While the station doesn’t shill for American policy nor have any editorial restrictions placed on it by Congress, Alhurra has a distinctly Western feel and perspective. “We think things like voting and human rights activists are important,” Kleinman says. “Do we give these more weight than other channels? Probably.”

Is Alhurra succeeding? That is difficult to measure, because studying audiences in the Middle East is not simple. The standard methods of random interviews are near impossible in a region with spotty phone service and few Arabic speakers trained to do interviews. One of the few surveys that have been done, by AC Nielsen, found that majorities in most Middle Eastern countries think Alhurra’s news is at least somewhat reliable, although more still think Al Jazeera and the region’s other big network, Al Arabiya, are more reliable. But Alhurra has been ranked well behind other television networks in terms of viewership.

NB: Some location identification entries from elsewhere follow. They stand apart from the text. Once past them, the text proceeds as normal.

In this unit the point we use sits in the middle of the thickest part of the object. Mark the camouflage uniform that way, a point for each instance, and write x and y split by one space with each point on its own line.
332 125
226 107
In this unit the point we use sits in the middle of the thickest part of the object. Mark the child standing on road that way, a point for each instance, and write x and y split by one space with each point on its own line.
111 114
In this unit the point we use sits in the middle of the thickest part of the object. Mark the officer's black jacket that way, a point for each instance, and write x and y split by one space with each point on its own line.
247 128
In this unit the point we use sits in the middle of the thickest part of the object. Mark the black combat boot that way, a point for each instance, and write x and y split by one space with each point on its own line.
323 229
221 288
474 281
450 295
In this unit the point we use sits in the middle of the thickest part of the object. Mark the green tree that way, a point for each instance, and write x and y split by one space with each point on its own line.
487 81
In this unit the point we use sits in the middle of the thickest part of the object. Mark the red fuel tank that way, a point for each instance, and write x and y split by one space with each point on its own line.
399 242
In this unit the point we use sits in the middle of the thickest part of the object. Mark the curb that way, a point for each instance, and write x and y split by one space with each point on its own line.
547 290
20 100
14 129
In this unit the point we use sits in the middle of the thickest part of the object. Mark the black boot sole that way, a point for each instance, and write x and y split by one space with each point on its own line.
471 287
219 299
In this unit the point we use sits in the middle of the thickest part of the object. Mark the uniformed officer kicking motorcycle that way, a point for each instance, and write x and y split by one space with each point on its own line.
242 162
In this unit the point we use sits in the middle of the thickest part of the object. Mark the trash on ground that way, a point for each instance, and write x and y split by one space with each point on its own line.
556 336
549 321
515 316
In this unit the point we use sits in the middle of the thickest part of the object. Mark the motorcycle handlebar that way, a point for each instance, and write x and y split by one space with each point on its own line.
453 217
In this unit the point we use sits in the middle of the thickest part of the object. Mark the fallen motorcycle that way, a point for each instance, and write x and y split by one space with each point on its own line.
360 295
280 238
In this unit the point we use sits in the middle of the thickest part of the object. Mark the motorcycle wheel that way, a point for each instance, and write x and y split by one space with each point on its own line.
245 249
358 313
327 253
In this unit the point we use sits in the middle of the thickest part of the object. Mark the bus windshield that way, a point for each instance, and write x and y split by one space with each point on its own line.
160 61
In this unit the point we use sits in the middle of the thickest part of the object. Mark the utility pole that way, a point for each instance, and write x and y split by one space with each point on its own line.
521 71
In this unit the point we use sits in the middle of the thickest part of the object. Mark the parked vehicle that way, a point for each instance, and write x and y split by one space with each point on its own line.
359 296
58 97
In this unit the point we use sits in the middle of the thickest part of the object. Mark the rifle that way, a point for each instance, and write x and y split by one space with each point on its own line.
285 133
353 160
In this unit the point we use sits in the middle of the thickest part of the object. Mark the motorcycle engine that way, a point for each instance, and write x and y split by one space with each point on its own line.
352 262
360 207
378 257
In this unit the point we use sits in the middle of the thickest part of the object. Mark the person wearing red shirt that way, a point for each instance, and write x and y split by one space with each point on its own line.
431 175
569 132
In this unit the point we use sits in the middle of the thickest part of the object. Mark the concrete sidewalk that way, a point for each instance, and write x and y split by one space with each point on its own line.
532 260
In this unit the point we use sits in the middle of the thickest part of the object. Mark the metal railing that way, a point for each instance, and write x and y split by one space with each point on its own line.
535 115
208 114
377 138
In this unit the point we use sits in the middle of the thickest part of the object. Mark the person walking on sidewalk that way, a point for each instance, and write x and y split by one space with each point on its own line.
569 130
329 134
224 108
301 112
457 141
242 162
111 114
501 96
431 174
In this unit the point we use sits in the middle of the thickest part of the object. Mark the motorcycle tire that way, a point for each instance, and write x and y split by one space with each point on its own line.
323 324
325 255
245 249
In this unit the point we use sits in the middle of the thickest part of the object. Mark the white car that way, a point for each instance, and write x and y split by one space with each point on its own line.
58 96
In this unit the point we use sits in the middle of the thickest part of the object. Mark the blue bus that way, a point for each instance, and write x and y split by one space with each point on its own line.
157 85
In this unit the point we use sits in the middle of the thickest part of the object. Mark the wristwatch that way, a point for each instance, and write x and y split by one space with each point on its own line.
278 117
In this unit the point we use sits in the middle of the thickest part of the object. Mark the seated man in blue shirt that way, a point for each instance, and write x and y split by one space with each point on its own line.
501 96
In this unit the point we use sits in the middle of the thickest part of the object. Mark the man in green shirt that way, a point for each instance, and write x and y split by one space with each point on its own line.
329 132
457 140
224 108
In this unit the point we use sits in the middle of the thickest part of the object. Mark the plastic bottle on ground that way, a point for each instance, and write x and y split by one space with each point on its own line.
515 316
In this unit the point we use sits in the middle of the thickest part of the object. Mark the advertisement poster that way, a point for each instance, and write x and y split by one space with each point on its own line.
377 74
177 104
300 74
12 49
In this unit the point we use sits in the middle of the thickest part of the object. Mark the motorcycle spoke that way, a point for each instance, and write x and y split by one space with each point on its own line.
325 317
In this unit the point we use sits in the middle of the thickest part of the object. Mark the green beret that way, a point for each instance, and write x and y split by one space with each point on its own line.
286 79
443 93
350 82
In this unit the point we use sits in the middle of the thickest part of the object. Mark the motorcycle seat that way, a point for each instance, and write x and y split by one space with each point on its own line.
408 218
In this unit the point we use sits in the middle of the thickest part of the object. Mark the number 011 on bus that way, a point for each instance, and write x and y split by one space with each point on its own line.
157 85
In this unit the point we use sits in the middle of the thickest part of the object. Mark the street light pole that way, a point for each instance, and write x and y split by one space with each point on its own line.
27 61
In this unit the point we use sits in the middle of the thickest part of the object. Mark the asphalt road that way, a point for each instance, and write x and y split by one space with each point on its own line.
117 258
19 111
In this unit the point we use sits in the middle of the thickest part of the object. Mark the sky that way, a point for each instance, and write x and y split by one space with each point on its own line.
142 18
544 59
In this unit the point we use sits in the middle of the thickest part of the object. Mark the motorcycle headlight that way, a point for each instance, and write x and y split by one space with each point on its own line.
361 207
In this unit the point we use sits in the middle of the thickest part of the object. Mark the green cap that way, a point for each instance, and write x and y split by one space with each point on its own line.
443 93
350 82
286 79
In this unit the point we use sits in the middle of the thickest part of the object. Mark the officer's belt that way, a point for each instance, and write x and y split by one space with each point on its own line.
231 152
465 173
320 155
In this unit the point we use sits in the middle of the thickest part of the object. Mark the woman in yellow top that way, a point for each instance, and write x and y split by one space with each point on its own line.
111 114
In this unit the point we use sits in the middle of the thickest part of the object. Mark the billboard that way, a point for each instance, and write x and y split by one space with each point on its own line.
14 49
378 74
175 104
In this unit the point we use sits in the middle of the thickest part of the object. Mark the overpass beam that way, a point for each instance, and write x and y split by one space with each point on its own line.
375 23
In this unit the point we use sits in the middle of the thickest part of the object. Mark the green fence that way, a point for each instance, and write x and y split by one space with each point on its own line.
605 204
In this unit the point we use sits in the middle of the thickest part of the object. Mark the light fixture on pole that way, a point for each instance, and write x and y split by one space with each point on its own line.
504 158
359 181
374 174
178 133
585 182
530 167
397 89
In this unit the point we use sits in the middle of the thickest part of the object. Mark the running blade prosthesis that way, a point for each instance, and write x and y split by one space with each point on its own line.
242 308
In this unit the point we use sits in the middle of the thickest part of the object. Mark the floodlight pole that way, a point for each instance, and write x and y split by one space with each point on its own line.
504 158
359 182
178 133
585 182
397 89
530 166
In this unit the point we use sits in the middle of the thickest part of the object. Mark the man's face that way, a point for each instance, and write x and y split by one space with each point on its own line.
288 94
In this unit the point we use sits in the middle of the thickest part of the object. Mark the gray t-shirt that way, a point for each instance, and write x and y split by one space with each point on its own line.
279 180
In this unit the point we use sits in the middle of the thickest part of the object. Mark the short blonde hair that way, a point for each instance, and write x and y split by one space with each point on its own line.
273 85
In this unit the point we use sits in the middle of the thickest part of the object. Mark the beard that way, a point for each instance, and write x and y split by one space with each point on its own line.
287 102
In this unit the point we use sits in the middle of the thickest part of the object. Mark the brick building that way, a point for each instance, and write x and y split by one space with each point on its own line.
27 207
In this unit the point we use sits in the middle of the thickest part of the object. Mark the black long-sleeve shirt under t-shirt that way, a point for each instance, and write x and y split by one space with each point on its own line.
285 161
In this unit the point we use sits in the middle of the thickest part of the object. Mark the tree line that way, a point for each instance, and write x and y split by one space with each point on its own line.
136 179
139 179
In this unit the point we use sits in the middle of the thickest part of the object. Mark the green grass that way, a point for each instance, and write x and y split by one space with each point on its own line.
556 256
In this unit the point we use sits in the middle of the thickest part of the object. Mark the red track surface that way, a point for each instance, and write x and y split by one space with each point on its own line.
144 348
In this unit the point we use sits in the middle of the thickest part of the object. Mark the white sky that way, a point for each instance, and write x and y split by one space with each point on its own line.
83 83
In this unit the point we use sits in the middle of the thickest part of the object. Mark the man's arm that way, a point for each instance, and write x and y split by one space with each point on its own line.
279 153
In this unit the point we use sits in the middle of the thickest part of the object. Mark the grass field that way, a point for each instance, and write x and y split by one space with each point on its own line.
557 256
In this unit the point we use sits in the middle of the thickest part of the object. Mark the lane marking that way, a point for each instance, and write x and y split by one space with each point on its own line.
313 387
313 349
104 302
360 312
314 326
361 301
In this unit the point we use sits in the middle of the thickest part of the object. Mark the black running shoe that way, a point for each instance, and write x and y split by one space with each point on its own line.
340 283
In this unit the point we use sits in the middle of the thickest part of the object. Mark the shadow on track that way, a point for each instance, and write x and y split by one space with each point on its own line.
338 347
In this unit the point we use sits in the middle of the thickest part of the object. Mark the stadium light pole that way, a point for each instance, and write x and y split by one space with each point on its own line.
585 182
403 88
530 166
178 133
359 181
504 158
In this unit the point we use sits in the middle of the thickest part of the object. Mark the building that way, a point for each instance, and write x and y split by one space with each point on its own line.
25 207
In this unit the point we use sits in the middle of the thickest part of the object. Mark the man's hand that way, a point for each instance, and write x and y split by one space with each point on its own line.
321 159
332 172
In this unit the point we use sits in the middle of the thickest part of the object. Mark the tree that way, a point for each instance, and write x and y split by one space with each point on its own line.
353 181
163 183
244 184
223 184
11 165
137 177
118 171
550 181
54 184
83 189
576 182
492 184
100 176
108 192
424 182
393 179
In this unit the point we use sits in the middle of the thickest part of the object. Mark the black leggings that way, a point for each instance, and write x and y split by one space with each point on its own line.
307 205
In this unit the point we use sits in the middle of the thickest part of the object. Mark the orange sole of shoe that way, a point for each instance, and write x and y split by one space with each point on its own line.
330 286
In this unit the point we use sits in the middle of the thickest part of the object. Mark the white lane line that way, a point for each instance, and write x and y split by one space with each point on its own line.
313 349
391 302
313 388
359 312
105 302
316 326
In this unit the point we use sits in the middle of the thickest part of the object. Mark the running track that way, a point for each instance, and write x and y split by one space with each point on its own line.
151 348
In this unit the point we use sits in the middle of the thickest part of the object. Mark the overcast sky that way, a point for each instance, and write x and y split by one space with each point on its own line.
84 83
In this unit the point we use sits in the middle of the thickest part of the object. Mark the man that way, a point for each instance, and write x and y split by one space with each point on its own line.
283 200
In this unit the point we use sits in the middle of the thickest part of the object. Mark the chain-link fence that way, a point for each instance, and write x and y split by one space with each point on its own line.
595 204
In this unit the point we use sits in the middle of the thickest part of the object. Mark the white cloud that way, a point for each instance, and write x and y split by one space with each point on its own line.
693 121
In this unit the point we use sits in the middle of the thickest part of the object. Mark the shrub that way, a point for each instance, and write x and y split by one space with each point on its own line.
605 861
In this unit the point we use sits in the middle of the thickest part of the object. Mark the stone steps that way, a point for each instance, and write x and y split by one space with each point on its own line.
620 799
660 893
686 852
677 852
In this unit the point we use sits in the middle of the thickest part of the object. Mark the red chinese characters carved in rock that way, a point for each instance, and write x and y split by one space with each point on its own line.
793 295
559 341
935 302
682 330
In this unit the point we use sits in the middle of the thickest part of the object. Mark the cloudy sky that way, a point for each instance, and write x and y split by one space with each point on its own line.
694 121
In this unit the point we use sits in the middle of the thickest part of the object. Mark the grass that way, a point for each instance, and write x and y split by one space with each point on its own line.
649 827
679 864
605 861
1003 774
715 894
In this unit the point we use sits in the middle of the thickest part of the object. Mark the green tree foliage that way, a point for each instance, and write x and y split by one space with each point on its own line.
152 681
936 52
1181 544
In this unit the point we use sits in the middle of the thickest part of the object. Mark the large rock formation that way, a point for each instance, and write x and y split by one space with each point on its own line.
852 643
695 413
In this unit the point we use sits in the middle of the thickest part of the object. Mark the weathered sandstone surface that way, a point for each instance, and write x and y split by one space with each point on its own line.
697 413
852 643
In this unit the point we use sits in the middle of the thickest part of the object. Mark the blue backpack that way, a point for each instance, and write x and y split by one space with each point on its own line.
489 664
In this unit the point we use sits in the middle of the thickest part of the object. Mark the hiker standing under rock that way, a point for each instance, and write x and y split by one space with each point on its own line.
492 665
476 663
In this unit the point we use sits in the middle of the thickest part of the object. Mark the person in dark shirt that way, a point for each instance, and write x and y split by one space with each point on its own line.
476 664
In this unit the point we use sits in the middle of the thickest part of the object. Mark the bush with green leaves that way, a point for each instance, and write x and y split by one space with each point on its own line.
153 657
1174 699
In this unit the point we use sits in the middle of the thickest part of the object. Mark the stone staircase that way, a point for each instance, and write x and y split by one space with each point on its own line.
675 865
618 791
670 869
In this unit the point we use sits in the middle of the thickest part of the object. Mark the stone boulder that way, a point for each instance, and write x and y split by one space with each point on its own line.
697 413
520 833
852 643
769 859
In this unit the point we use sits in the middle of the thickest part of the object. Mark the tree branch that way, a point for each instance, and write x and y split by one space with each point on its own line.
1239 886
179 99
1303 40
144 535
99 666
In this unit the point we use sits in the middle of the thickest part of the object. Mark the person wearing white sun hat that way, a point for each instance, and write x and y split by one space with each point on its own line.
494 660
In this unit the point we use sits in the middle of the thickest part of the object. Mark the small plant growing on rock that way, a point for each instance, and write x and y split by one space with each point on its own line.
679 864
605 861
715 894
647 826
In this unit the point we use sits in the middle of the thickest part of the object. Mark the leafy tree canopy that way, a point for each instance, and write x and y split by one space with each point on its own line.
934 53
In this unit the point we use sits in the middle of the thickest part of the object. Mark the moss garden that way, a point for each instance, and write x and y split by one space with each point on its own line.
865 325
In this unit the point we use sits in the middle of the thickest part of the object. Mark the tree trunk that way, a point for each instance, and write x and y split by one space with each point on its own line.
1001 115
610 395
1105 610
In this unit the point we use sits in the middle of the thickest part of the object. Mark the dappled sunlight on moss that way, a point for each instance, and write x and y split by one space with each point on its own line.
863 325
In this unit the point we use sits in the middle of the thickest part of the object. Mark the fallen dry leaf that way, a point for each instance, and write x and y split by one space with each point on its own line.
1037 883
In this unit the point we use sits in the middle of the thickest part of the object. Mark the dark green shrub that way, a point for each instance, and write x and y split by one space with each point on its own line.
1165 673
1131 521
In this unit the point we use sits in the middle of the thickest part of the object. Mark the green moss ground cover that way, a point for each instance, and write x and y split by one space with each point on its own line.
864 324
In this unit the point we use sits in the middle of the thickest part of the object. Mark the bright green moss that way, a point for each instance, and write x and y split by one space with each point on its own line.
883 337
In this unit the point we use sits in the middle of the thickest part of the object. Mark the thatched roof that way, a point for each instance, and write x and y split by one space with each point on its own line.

Harb, however, is patient with the two-year old network; he says that what distinguishes Alhurra — respect for the audience — will make it a more appealing choice as movements for openness and democracy gain appeal in the region. “I believe there is Jazeera fatigue,” he says. “We hope by providing good journalism, we can make Arab channels more like us. The more that movement grows, the more our audience grows.”

“This ain’t just a job,” Kleinman says. “It energizes me. I am extremely fortunate, and certainly the work that I’m doing now is among the most important that I’ve done in my life.”


Telis Demos ’04, former Spectator editor-in-chief, is a reporter at Fortune Magazine.